В.А.-Т.: Как вы относитесь к биеннале в Москве?
П.П.: Я думаю, что на данной территории надо немедленно уничтожить всю арт-структуру, скалькированную с интернациональной. Никаких биеннале, никаких центров или музеев современного искусства. А с другой стороны, должны развиваться самые радикальные проекты. Новый галлюциноз, новые языки и самые смелые экспериментальные разработки, способные существовать в тех институциональных формах, которые благоприятствуют этим культурным явлениям. Футуристы или утописты должны образовывать свои институции, соответствующие в структурном отношении их программам и их идеям. Реалисты имеют Союз художников и абсолютно с ним гармонируют: слава богу, что он есть. Пускай он существует, опекает и ублажает всех носителей этой очень ценной для данной местности, глубоко аграрной медитативной практики, каковой является мазанье масляными красками по холсту с изображением рощи, церкви или голой бабы – неважно. Это священная и оправдавшая себя вещь. Ее вытеснение и отпихивание не имеют ни малейших культурных оправданий. Это чисто колониальная практика, и ее, с моей точки зрения, надо было бы подзакрыть и поприструнить. Чтобы благоухало и процветало экологически-бережное, внимательно-изучательное отношение ко всему, о чем мы здесь говорим. С другой стороны, свободняк и местные «штуки». В нашей стране есть возможность сосуществования консервативных и либеральных зон… Я бы создал такую оазисную структуру, где бы чередовались заповедники и экспериментальные зоны. Зоны прошлого и будущего.
В.А.-Т.: Вы не считаете, что искусство – это средство воздействия?
П.П.: Нет, не считаю. И никаких надежд на искусство не возлагаю. Во всяком случае, в том понимании, которое мы вкладываем в понятие «контемпорари арт». На сегодняшний день это абсолютно протухшая селедка.

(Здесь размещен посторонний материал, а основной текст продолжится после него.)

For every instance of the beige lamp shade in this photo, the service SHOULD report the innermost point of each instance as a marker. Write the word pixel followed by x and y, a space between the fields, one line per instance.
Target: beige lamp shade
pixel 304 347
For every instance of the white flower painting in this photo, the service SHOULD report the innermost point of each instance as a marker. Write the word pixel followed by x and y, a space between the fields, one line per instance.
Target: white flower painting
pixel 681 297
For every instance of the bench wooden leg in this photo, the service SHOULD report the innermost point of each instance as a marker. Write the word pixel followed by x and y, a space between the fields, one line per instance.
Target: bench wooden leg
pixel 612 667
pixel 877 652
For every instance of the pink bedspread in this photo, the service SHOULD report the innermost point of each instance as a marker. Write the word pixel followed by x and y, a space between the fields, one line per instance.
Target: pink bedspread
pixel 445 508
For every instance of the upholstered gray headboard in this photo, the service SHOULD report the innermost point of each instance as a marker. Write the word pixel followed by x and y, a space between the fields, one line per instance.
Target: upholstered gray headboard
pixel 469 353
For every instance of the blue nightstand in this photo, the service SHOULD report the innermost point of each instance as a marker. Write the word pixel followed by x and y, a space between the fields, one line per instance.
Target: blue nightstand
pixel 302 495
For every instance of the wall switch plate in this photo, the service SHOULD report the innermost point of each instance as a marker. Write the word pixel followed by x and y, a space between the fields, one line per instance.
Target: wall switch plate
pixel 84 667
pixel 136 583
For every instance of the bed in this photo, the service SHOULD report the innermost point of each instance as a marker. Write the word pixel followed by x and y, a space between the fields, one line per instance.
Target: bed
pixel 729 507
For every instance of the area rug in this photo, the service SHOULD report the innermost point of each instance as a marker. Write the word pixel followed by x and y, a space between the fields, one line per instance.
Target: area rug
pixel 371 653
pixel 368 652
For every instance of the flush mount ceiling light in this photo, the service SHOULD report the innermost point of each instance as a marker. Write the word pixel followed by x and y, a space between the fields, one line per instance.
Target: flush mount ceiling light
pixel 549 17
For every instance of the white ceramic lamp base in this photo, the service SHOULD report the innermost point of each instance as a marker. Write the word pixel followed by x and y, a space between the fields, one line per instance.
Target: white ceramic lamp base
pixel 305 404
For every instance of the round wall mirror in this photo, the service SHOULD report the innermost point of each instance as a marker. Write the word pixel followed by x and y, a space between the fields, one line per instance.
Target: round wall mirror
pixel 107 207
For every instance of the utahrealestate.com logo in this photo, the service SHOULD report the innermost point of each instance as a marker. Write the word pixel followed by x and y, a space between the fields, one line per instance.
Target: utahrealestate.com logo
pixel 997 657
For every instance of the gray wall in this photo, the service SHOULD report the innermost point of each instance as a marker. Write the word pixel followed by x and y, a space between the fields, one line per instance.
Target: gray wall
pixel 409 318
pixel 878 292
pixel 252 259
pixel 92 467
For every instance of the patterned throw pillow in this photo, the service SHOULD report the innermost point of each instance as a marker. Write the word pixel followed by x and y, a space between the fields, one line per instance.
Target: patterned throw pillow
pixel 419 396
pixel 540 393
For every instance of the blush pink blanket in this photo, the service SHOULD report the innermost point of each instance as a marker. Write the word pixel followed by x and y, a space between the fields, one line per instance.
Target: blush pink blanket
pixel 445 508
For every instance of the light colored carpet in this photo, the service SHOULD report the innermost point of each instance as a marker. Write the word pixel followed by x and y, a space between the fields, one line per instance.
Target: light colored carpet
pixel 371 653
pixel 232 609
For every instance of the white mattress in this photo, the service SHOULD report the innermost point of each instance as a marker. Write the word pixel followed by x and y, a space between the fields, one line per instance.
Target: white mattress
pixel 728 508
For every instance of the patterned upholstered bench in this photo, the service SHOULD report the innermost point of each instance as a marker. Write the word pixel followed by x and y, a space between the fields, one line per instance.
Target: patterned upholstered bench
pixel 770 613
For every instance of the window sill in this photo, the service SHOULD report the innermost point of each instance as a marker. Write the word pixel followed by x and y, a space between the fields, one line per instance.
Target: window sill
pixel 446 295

В.А.-Т.: Но если индустрия культуры оправдывает надежды, возложенные на нее глобальным капитализмом, то почему альтернативное искусство не пытается противостоять этому на своем уровне и своими средствами и почему художники, кураторы и критики не чувствуют хотя бы минимальной ответственности за происходящее?
П.П.: Раз не чувствуют, то и пошли на хуй! (смеется). Они себя этим скомпрометировали, занимаясь «чем положено» и очень быстро поняв из журналов, что к чему. Они жуют эту обязательную программу, однако кто-то делает и неплохие работы, никак к этому не относящиеся. Системе же по хую, она спокойно может выставлять и прекрасное, и ужасное, не замечая разницы. Она абсолютно слепа и глуха и напоминает тупого осьминога. Пора, наконец, понять, что искусство – не самое оптимальное зеркало.
В.А.-Т.: Понять-то мы сможем, даже если поймем превратно, а вот действовать придется только в рамках того, что нам доступно: в рамках культуры, искусства.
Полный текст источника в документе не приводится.